Einen ganz anderen Ansatz vertritt der Kräuterheilkundige ­Timothy Scott Lee. In seiner Beschäftigung mit invasiven Pflanzen, die gemeinhin als Unkraut gelten, entdeckte er bemerkenswertes Potenzial zur Heilung von Mensch und Erde. Der japanische Staudenknöterich reinige beispielsweise verseuchte Böden und könne die Lyme-Borreliose lindern und heilen. Aus seiner ­Beobachtung, dass sich dieses Rhizom in Nordamerika mit derselben Geschwindigkeit wie die Borreliosekrankheit ausbreitet, schließt Lee auf eine subtile Wechselwirkung zwischen Pflanze und Mensch.
Ich liege mit geschlossenen Augen auf dem Waldboden und frage mich, warum wir derart taub für die Botschaften der Pflanzen sind. Anstatt eine Pflanze zu mir sprechen zu hören, dreht in meinem Kopf eine Strophe aus einem Popsong Pirouetten. Während ich überlege, warum ich das bunte Treiben der Zivilisation nicht hinter mir lassen kann, ziehen die Zeilen aus »Verlass die Stadt« – so heißt das Lied ironischerweise – weiter ihre Kreise: »Sie haben die Straßen auf Sprengstoff gebaut / Die Kanäle geflutet, den Abfluss gestaut / Die Luft längst vermengt mit astreinem Asbest / Und Beton dort gestreut, wo das Gras nicht mehr wächst.«
Können wir nicht anders, als das Lebendige zu bekämpfen? Ist die Destruktivität ein unabänderlicher Teil der menschlichen Natur? Sigmund Freuds Todestrieb legt eine solch pessimistische Schlussfolgerung nahe. Anders Freuds Schüler Wilhelm Reich: Er glaubte eine Lebensenergie entdeckt zu haben, die nicht nur psychologisch, sondern auch physikalisch messbar sei, und den menschlichen Körper ebenso wie den gesamten Kosmos durchströme. Erst durch Druck von außen entstünden Blockaden, die die frei fließende Lebensenergie zu einem »Körper-« oder »Charakterpanzer« erstarren ließen. Im chronisch gepanzerten Menschen komme es nun zu destruktiven Entladungen, die sich »gegen das Spontane, Lebendige, Liebevolle, Fließende in anderen Menschen und in der Natur« richten, schreibt der Reich-Kenner Bernd Senf. Diese Kette der Gewalt bezeichnete Reich als »emotionale Pest des Menschen« und vermutete gar einen Zusammenhang zwischen »emotionaler Verwüstung«und äußerer Wüstenbildung.

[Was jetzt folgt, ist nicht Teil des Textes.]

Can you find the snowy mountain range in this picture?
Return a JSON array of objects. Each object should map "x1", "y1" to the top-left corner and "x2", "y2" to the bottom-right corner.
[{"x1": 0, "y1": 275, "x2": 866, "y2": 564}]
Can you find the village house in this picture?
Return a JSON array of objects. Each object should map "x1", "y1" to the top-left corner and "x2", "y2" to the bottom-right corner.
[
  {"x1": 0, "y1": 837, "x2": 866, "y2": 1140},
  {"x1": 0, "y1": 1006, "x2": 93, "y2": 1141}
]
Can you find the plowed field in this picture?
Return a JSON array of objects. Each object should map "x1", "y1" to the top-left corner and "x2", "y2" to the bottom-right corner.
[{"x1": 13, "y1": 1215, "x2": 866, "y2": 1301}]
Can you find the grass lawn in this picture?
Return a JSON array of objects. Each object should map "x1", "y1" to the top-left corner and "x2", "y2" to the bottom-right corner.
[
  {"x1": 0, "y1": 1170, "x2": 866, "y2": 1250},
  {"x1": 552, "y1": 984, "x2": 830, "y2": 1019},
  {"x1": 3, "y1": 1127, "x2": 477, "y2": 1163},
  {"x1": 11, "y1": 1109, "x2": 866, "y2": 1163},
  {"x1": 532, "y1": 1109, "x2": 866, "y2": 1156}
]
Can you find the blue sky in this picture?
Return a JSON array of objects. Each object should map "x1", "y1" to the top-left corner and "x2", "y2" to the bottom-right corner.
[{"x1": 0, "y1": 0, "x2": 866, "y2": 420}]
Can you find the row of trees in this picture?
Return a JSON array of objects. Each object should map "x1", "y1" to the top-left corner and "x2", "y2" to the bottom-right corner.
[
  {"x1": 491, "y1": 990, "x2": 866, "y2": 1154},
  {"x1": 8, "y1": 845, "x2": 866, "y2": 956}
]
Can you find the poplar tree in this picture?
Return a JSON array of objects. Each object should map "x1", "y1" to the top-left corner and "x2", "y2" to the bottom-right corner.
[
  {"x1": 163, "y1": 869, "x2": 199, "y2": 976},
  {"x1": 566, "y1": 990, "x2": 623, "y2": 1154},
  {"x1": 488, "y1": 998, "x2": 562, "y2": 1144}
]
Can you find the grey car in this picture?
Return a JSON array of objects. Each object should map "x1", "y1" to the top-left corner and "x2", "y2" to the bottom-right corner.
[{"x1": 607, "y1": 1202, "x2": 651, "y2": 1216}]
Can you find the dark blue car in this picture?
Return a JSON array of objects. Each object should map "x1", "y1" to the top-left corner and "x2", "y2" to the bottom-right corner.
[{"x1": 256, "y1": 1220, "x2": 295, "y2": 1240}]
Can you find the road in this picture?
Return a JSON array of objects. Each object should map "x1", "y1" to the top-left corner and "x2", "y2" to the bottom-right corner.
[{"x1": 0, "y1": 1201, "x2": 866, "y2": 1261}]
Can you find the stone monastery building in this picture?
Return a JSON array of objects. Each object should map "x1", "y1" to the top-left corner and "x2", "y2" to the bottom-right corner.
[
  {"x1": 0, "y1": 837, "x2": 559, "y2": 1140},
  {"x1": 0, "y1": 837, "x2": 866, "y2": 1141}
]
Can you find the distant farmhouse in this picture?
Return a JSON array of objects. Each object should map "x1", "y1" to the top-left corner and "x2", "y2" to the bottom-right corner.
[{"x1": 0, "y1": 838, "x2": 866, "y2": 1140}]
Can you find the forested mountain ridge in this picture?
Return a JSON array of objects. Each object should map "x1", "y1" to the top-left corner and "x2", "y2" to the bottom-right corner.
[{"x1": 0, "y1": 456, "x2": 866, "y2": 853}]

Wiederverbindung mit dem Lebendigen
Einen Ausweg erkennt Senf in der Wiederentdeckung der Fließ- bewegungen in allen Bereichen des Lebens. Was für Menschen wären das, in denen das ungezähmte Leben frei fließen kann?
Sie kämen wohl kaum auf die Idee, die Natur beherrschen zu wollen. Würden sie sich als Teil des fließenden Lebens empfinden, als Organ der Erde, die in ihrem Ausdruck der Erde Ausdruck verleihen? Zur Wiederverbindung mit allem, was ist, empfiehlt D. H. Lawrence, unorganische Bindungen aufzugeben und wieder an organische Bindungen anzuknüpfen: »Beginnen wir mit der Sonne«, rät er, »und der Rest wird langsam, langsam folgen«.
Als Verwandte der Sonne betrachteten sich wohl auch die »Sonnenlenker von Taos«, von denen Alexander Kluge in einer Erzählung über C. G. Jung berichtet: Während einer Nordamerika-Reise begegnete dieser einer Gruppe von Pueblo-Indianern, die erklärten, sie müssten immerzu den Lauf der Sonne lenken, ansonsten ginge sie bald nicht mehr auf. Wer, so überlege ich, hätte ihnen das Gegenteil beweisen können? Und: Zeugt die Vorstellung, die Sonne zu lenken, von Demut oder Vermessenheit? Während ich über die Sonnenlenker aus Neumexiko sinniere, senkt sich die Sonne über diesen Teil der Welt, um dort schon bald wieder aufzugehen.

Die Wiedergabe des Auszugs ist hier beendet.